Experimental modification of dendritic and recruiting processes and their DC after-effects☆

Abstract The study concerns agents that modify evoked cortical potentials of rabbit and cat in a predictable way and at the same time change the DC accompaniments of the activation process. Recruiting, surface-activated (dendritic) and subcortically activated (radiation) potentials were studied, both as responses to single stimuli and in repetitive series. In one set of experiments a variety of agents (1 per cent procaine, 0.01 per cent veratrine, 0.1 per cent GAB, and boiling water as a control) were applied to the cortical surface.
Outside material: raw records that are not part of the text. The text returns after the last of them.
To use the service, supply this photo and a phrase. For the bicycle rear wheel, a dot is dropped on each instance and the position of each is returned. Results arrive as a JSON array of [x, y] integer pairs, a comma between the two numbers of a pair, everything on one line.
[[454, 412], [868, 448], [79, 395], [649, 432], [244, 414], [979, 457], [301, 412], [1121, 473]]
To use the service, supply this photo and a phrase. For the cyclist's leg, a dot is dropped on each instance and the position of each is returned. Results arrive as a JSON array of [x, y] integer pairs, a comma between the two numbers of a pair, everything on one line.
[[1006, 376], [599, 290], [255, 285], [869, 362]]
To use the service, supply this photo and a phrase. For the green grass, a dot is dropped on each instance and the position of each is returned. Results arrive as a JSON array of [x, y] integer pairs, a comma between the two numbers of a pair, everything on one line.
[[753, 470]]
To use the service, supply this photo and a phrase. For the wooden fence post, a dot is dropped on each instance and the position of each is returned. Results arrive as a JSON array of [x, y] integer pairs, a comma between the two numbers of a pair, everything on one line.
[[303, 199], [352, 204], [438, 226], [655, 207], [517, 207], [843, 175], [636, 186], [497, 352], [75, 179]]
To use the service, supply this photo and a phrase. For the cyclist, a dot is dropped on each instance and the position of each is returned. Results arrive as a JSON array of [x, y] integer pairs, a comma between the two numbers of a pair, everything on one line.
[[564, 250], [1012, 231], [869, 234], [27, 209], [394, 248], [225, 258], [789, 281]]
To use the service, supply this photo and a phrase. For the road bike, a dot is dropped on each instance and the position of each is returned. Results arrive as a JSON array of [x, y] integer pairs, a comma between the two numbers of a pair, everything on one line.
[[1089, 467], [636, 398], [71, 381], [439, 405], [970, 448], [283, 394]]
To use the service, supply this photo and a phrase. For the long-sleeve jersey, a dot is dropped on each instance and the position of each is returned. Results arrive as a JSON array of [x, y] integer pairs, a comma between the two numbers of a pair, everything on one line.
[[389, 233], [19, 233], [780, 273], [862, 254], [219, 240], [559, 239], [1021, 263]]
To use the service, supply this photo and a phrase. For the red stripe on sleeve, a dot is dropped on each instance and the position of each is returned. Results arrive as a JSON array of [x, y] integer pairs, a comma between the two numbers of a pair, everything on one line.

In another, modifications were induced by the increasing injection of a barbiturate into artificially respired cats (immobilized with Flaxedil), leading to very deep anesthesia. Of the agents applied to the cortical surface all occasioned reversal (transcortical lead) of the ordinarily negative sign of the recruiting transient to positive, the summated after-effects evident during stimulation being augmented at the same time. Reversal in sign occurred in the transcortical lead even though the negative potentials remained in a lead from a superficial intracortical position to the subcortical white matter. Thus, the reversal could be attributed to a block in activity very close to the cortical surface, with continuation of activity of usual sign in the deeper cortical fraction. Dendritic and radiation activated responses behaved similarly. In the cat prior to the intravenous injection of Nembutal (0.15 – 0.3 g.), the negative dendritic response shows a short-lived negative after-effect followed by a longer lasting positive one. With repetitive stimulation the positive after-effect disappears, the negative one increasing and showing summation. Intravenous Nembutal occasions the disapperance of the positive after-effect which follows the response to a single stimulus and also augments the negative one which then lasts for a much longer time. With deepening anesthesia and repetitive stimulation transients no longer follow each of successive stimuli, a series of shocks then giving rise to a summation of negative after-effect alone. This is comparatively large and outlasts the stimulus series by several seconds. During deepening anesthesia the recruiting response fails earlier than the dendritic and radiation activated ones, the latter two being lost nearly simultaneously.